Principaux renseignements
- En raison du faible niveau des eaux du Danube, la centrale nucléaire de Paks, en Hongrie, risquait de s’arrêter complètement.
- La production actuelle a chuté à seulement 12 pour cent de la capacité normale de la centrale.
- Des efforts généralisés d’économies d’énergie ont permis d’éviter des coupures de courant à l’échelle nationale pendant la crise.
Une grave panne à la centrale nucléaire de Paks, la seule de Hongrie, a été évitée de justesse alors qu’une forte vague de chaleur faisait chuter le niveau d’eau du Danube à des niveaux sans précédent.
Le Premier ministre Péter Magyar a annoncé aujourd’hui que la centrale était sur le point de s’arrêter complètement lundi matin vers 1 h 30. Heureusement, le niveau de l’eau s’est stabilisé et a augmenté de 1,5 centimètre le lendemain matin, ce qui a permis d’éviter un arrêt complet.
Crise de refroidissement et baisse de capacité
Située à environ 100 kilomètres au sud de Budapest, la centrale de Paks fournit habituellement un tiers de l’électricité du pays grâce à ses quatre réacteurs.
Cependant, comme l’installation dépend du Danube pour son refroidissement essentiel, la sécheresse historique a gravement entravé sa capacité.
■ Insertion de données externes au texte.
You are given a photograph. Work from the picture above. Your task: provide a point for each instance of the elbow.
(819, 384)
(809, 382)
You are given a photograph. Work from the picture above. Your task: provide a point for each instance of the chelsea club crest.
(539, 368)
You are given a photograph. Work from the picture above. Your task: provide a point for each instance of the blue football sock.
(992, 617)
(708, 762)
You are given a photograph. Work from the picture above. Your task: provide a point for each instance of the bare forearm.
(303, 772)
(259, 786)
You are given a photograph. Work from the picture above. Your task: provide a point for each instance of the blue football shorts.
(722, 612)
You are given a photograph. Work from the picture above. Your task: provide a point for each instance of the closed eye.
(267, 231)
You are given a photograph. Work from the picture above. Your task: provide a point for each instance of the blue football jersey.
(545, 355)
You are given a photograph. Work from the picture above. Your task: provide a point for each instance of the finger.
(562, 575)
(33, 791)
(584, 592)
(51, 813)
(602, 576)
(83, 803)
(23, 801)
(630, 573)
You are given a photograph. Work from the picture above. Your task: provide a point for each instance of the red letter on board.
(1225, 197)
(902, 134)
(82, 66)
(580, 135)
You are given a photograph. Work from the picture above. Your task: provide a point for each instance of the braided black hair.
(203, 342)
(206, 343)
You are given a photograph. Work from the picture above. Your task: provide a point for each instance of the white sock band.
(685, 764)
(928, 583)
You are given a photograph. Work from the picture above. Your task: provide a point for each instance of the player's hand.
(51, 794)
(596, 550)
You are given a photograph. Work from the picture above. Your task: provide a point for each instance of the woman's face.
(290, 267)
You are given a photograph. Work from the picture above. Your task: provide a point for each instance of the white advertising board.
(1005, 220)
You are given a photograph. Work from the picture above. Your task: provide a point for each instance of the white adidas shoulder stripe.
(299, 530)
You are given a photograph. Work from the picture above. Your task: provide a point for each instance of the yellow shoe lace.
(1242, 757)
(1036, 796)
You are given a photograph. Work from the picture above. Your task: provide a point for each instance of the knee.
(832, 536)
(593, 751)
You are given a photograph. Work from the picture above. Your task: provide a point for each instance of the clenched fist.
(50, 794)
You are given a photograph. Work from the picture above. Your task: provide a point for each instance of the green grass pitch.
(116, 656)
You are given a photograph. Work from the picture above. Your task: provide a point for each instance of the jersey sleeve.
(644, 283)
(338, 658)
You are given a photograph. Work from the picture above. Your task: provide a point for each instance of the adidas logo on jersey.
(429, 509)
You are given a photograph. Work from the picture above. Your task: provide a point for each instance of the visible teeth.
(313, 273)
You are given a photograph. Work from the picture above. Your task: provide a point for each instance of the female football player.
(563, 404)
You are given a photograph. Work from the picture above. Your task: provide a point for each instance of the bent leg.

L’Autorité hongroise de l’énergie atomique (HAEA) indique que la centrale fonctionne actuellement avec une seule turbine, produisant 240 mégawatts, soit à peine 12 pour cent de sa puissance nominale.
Déficits du réseau électrique
Si une panne générale, qui aurait été une première depuis la mise en service de la centrale en 1982, a été évitée de justesse, la production d’énergie limitée a entraîné d’importants déficits sur le réseau électrique. Pour faire face à cette pénurie, le Premier ministre Magyar a exhorté les citoyens et les entreprises à limiter leur consommation d’énergie plusieurs jours auparavant.
Économies d’énergie
Ces appels ont conduit à une réduction généralisée de la consommation d’électricité, en particulier pendant les périodes de pointe en soirée. En conséquence, la demande énergétique totale du pays a baissé de plus de 500 mégawatts par rapport aux niveaux estivaux habituels, ce qui a permis d’éviter toute coupure forcée d’approvisionnement ou panne générale malgré la crise.